Delta Lake DDL and MERGE statements	★★★★	Generates correct Delta SQL for upserts and schema evolution; validate MERGE conditions for idempotency.
Trino SQL query writing	★★★	Generates syntactically correct Trino SQL; query plan optimisation (partition pruning, predicate pushdown) requires hands-on profiling.
Airflow DAG for Spark jobs	★★★★	Standard `SparkSubmitOperator` and `EmrAddStepsOperator` patterns generate cleanly.
Architecture decisions	★	Don't outsource. Use ADRs.

Recommended workflow: Start with a single Bronze → Silver Spark job before building out the full medallion architecture. Validate partition strategy on a representative data sample.
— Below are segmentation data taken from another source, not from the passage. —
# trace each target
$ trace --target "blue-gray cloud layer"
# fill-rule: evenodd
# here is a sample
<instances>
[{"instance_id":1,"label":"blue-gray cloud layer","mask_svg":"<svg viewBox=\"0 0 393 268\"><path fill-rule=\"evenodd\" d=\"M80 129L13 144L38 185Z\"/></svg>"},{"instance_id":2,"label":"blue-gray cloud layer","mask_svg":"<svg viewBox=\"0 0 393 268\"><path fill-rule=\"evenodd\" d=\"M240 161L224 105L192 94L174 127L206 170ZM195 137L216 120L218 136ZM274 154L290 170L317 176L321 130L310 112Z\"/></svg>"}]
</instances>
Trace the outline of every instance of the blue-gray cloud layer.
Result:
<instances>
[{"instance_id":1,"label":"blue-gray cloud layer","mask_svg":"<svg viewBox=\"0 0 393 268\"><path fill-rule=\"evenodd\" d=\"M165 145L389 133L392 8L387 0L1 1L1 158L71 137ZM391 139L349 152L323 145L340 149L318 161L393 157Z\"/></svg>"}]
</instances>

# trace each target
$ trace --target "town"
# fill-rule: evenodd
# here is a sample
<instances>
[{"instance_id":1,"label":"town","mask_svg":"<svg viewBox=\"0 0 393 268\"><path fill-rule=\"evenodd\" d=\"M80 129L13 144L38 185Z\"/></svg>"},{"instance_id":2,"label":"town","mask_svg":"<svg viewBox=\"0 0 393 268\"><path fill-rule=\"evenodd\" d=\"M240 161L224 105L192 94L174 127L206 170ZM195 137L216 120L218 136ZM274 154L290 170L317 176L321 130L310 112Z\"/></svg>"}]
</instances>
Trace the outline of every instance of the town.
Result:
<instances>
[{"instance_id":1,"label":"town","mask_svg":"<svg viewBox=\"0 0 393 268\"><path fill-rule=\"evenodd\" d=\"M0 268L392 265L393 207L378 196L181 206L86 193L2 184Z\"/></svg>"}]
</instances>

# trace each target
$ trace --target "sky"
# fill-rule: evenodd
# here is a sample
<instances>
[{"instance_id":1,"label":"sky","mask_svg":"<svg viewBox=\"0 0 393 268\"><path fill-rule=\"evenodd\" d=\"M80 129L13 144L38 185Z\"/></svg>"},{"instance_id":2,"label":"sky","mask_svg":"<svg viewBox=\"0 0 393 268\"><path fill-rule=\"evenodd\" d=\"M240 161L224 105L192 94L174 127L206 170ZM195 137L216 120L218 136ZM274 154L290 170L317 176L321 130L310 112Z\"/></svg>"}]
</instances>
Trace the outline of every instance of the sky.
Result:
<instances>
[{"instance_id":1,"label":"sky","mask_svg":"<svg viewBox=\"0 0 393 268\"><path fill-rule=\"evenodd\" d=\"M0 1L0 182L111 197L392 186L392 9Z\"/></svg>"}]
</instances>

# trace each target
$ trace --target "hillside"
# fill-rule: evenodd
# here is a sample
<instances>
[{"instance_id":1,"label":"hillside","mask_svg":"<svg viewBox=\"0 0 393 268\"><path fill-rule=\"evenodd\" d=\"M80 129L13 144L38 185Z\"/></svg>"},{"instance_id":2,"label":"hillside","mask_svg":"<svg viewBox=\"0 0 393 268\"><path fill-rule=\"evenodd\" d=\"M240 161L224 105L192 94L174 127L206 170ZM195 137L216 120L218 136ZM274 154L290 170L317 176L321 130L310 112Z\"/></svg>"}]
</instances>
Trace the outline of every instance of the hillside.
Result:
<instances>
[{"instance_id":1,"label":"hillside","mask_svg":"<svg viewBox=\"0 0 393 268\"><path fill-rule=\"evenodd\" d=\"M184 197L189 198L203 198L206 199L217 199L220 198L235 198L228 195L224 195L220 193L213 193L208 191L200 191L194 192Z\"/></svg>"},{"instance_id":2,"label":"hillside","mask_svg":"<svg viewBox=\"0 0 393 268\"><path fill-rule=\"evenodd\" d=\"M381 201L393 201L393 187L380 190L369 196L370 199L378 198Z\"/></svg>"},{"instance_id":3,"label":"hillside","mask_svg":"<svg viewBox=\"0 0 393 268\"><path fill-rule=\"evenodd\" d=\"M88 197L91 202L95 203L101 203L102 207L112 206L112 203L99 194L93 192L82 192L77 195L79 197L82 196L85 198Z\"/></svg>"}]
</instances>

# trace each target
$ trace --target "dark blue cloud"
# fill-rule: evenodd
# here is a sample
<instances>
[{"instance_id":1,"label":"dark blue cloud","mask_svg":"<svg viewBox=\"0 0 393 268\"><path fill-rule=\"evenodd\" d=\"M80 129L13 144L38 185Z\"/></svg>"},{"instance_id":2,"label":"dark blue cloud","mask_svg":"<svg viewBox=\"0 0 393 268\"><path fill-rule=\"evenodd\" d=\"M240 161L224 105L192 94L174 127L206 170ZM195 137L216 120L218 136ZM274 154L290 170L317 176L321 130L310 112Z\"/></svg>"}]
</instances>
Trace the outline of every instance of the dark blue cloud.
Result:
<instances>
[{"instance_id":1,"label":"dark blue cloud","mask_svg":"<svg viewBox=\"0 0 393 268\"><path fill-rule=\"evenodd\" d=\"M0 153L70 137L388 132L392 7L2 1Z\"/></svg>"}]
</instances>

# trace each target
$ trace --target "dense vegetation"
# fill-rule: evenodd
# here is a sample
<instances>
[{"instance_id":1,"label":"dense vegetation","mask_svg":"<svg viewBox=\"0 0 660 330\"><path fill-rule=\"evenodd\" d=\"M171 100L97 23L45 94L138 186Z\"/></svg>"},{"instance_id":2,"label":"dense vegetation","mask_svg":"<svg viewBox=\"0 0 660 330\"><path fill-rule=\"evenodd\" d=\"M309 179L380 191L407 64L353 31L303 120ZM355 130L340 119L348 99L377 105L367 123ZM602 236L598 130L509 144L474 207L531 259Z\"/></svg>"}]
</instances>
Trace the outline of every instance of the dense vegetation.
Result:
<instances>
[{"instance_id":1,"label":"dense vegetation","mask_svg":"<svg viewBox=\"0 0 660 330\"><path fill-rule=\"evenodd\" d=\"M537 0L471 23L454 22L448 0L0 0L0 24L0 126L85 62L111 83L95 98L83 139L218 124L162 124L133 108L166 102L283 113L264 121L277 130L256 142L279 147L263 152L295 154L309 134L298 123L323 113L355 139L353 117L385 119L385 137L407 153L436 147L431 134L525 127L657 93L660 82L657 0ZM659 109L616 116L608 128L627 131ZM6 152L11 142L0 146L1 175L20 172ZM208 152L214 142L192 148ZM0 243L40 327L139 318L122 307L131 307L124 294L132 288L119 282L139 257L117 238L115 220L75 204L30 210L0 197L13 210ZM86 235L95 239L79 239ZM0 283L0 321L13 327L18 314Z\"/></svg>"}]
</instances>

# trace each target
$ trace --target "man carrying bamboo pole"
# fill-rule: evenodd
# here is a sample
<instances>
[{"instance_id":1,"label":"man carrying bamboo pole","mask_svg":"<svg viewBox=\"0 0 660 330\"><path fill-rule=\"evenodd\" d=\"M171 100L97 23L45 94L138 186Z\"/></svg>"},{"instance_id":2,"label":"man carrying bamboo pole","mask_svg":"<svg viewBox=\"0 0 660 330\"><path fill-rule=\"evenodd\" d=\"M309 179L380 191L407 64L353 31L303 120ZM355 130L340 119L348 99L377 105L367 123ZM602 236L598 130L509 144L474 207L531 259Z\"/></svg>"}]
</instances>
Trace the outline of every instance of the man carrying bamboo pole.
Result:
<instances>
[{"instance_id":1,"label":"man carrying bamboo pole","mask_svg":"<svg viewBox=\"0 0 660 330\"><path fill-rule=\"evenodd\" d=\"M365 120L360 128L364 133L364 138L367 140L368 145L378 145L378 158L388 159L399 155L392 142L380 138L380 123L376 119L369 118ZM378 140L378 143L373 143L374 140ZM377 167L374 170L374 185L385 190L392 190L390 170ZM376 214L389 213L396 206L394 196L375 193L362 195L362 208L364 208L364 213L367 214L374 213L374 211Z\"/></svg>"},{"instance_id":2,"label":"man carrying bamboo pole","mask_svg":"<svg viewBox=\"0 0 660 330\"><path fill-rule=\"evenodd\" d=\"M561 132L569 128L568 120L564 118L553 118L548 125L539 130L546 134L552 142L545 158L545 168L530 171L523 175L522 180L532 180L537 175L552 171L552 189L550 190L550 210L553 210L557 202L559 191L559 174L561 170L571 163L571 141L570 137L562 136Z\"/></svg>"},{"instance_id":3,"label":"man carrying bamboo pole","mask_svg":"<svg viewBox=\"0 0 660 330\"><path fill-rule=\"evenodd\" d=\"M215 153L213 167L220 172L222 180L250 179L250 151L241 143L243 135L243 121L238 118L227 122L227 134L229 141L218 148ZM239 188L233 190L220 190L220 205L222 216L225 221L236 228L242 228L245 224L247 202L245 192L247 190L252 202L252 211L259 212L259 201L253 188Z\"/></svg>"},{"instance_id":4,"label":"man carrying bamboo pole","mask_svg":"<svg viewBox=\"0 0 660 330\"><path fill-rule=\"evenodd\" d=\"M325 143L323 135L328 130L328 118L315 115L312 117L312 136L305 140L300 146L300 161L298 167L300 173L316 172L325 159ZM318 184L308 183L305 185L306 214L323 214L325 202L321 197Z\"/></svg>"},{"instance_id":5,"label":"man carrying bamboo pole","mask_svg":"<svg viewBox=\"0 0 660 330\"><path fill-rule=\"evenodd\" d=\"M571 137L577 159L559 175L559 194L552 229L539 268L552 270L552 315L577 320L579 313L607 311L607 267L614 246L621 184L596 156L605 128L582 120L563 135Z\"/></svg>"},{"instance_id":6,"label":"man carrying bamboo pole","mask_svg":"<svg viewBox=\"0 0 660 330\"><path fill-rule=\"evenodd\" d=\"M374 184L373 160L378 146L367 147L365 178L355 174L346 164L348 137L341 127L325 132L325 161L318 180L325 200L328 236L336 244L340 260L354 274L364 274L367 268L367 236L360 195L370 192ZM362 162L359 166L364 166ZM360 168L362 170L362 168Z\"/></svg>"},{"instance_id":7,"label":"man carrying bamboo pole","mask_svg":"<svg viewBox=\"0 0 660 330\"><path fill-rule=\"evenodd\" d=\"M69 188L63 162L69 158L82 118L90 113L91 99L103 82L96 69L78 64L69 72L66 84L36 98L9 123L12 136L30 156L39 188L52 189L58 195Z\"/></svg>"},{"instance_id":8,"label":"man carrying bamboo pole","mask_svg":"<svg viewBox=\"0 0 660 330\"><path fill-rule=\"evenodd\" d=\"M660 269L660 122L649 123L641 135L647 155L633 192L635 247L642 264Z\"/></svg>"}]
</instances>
Add Trino only after the Gold zone is stable and analysts need interactive queries.

8. Reference implementations¶

Public reference: delta-io/delta — Delta Lake source; examples/ contains Python and Scala notebooks covering ACID transactions, schema evolution, time-travel, and OPTIMIZE (200 OK ✓)
Public reference: apache/iceberg — Iceberg table format; reference for the alternative format's Java and Python API, catalog integration, and hidden partitioning (200 OK ✓)
Public reference: trinodb/trino — Trino distributed SQL engine; plugin/trino-delta-lake/ shows the Delta Lake connector implementation (200 OK ✓)
Internal case study: Add your anonymised internal example here

ADR-0007: Delta Lake as the default lakehouse table format

10. Known risks & gotchas¶

Small files degrade query performance — Streaming writes or fine-grained appends produce thousands of tiny Parquet files; Trino opens a file handle per file, making queries slow. Mitigation: run OPTIMIZE (Delta Lake) or rewrite_data_files (Iceberg) on a daily schedule to compact small files; target 128–256 MB per file.
VACUUM deletes time-travel history needed for audits — Running VACUUM with a 7-day retention removes the old file versions that prove a record was deleted (GDPR compliance). Mitigation: set VACUUM retention to at least 30 days; document the tension between storage cost and audit window in your data retention policy.
Partition skew stalls Spark executors — A partition key with uneven distribution (one large tenant, one busy day) causes a single executor to process 80% of the data. Mitigation: choose partition keys with roughly equal cardinality; use salting or repartitioning for heavily skewed dimensions.
Metadata catalog becomes a silent single point of failure — If Glue is unreachable, Spark and Trino cannot resolve table locations, even though S3 data is intact. Mitigation: enable Glue HA across AZs; consider the Iceberg REST catalog or Project Nessie as a more resilient alternative.
Schema evolution breaks downstream Spark jobs silently — Renaming a column or changing a type in a Delta table breaks every Spark job that references it by name, often without a clear error. Mitigation: enable Delta Lake schema enforcement (delta.columnMapping.mode = name) for rename safety; enforce a column deprecation policy (add new column → dual-write → migrate all consumers → remove old column across one release cycle).